On that visit, I met two women, each of whom, like myself, was travelling alone. One was an opera singer, in training, who lived in San Francisco and waited tables in what I was told was a luxe-Italian establishment in the Bay. The other was a marine biologist, an avid kayaker, who lived on Catalina Island for the majority of the year.

At the time, I considered both women to be considerably more mature than me both in age and in life.

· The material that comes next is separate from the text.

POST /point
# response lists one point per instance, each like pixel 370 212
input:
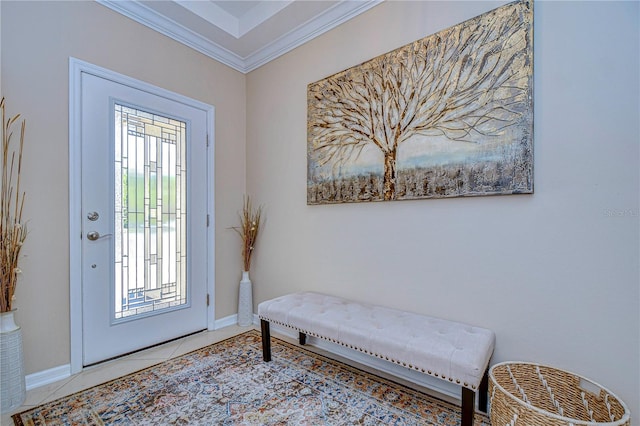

I was, after all, only twenty-one and as bright-eyed as could be. (Now, however, I realize they were only in their late twenties.)

But for the fact that our lives overlapped for a window of one day, in the same country far away from our homes, in the same small fishing town, in the same hostel, we would probably never have spoken. Time and opportunity conspired, however, and over delicious wine and conversation, we shared a meal--seared in my memory--in the town restaurant, where the boisterous owner insisted on serving all of his customers with a phone glued to his ear and a tirade of words streaming out of his mouth.

Whenever I recall that meal, that time, that place, a sense of wonderment captures me. I have never been able to express it, not in words and not in the Kodak-throw-away-camera pictures I took on that trip, which I seem to have misplaced since then.

Whatever that feeling was, I'm starting to remember it, starting to feel its slight hold now, as I think of what the next few months will bring.